To prove this, choose an arbitrary $i<n$, and let $A_i{A}_{j_1},A_i{A}_{j_2},\dots ,A_i{A}_{j_{10}}$ be the ten smallest numbers among the $A_i{A}_j$ with $j\ne i$, ordered so that $j_1<j_2<\cdots <j_{10}$. If $j_{10}<i$, then $i>10$, and the problem condition yields $$b_i=\underset{1\le k\le 10}{\max }{A}_i{A}_{j_k}=a_i\ge a_n\ge b_n,$$ which is even stronger than we need. Otherwise, set $j=j_{10}>i$ (in this case we also have $j_{10}>10$), and denote $m=b_i={\max }_{1\le k\le 10}{A}_i{A}_{j_k}$. By the problem condition, we have $a_j\ge a_n=b_n$. On the other hand, we have $$a_j\le \max \left(A_j{A}_i,\underset{1\le k\le 9}{\max }{A}_j{A}_{j_k}\right)\le \max \left(A_j{A}_i,\underset{1\le k\le 9}{\max }(A_j{A}_i+A_i{A}_{j_k})\right)\le 2m,$$ as $A_j{A}_i,A_i{A}_{j_k}\le m$. So $b_n\le a_j\le 2m=2b_i$, as desired.

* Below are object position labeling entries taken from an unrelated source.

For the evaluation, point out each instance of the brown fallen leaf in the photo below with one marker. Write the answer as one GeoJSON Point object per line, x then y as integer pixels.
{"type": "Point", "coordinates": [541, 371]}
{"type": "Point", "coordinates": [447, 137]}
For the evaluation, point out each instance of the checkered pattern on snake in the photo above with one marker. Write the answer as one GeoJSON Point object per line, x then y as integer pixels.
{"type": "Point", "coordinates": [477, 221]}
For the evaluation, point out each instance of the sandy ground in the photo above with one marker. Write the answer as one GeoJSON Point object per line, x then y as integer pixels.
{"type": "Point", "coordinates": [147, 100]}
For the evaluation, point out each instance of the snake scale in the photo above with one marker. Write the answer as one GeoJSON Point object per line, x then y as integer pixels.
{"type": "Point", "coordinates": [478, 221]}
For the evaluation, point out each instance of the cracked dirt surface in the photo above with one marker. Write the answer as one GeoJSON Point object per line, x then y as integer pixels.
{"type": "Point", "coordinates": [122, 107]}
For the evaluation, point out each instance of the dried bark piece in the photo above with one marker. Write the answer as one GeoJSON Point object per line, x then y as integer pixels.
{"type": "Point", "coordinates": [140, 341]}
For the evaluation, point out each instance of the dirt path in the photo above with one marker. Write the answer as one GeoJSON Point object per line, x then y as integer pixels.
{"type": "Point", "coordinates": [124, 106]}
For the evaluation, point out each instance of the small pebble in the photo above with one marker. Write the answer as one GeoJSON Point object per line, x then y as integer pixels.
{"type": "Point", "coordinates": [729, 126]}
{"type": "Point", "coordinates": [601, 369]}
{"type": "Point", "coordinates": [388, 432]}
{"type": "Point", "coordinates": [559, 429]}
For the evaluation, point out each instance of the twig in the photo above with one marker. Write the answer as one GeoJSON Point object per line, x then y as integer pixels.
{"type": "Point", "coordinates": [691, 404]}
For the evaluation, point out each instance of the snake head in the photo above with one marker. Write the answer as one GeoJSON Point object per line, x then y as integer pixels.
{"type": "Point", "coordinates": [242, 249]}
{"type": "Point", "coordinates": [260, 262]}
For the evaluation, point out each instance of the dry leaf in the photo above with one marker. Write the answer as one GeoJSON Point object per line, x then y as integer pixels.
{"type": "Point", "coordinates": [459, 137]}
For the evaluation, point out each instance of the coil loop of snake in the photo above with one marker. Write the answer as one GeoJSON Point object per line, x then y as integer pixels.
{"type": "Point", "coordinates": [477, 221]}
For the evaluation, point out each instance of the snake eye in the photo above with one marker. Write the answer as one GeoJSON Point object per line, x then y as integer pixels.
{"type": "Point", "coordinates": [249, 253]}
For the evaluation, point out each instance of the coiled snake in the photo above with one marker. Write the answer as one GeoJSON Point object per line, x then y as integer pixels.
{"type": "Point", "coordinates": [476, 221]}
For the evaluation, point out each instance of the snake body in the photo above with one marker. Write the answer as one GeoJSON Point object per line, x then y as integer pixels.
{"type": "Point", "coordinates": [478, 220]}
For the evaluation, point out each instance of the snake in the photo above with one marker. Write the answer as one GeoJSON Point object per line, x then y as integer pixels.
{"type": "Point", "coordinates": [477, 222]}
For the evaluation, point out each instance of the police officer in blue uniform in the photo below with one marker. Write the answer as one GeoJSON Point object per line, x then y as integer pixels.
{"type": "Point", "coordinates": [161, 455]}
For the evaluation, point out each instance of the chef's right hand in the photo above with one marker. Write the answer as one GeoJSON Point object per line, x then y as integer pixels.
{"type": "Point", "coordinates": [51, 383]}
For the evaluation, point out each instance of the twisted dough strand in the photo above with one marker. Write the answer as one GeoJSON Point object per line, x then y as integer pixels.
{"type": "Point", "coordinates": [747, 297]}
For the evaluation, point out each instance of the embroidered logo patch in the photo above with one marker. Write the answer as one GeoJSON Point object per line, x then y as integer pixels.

Alternative solution. Let $d_j=f_{10}(j,n)$, $j=1,\dots ,n$. To prove that $2d_j\ge d_n$ for every $j=1,\dots ,n-1$, induct on $n$. Consider the base case, $n=11$. Note that each $d_j={\max }_{i\ne j}{A}_i{A}_j$, as $f_{10}$ is 10-variate. Let $d_{11}=A_{11}{A}_k$ for some index $k\le 10$. Clearly, $2d_k\ge 2A_k{A}_{11}=2d_{11}\ge d_{11}$ and if $j\ne k$ then $2d_j\ge A_j{A}_k+A_j{A}_{11}\ge A_k{A}_{11}=d_{11}$, by the triangle inequality. For the induction step, let $n>11$ and note that $$\underset{n\ge l\ge k}{\max }{f}_{10}(l,k-1)=\underset{n-1\ge l\ge k}{\max }{f}_{10}(l,k-1),$$ as both maxima are achieved at $l=k$, by the condition in the statement. Hence $A_1,A_2,\dots ,A_{n-1}$ also satisfy this condition. Let $d_j^{\prime }=f_{10}(j,n-1)$, $j=1,\dots ,\le n-1$. By the induction hypothesis, $2d_j^{\prime }\ge d_{n-1}^{\prime }$ for all $j\le n-2$. Note that $d_{n-1}^{\prime }=f_{10}(n-1,n-2)\ge f_{10}(n,n-2)\ge f_{10}(n,n-1)=d_n$; the first inequality holds by the condition in the statement for $k=n-1$ and the second because adding more variables to $f_{10}$ does not increase its value. Let now ${\Delta }_i$ be the closed disc (interior and boundary) of radius $d_i$, centred at $A_i$. By the definition of $d_i$, each ${\Delta }_i$ contains at least 11 points, of which at most 10 ($A_i$, inclusive) lie strictly inside. Finally, suppose, if possible, that $2d_j<d_n$ for some index $j<n$. If $A_j{A}_n$ is not among the first 10 distances from $A_j$ to the other points, then $d_j=d_j^{\prime }$ and this leads to a contradiction with the induction hypothesis. So $A_j{A}_n$ has to be among the first 10 distances from $A_j$ to the other points. This means that $d_j\ge A_j{A}_n$, so $d_n>2d_j\ge 2A_j{A}_n$. Hence ${\Delta }_j$ lies strictly inside ${\Delta }_n$. This is a contradiction, as ${\Delta }_j$ contains at least 11 points, whereas ${\Delta }_n$ contains at most 10 strictly inside. The conclusion follows.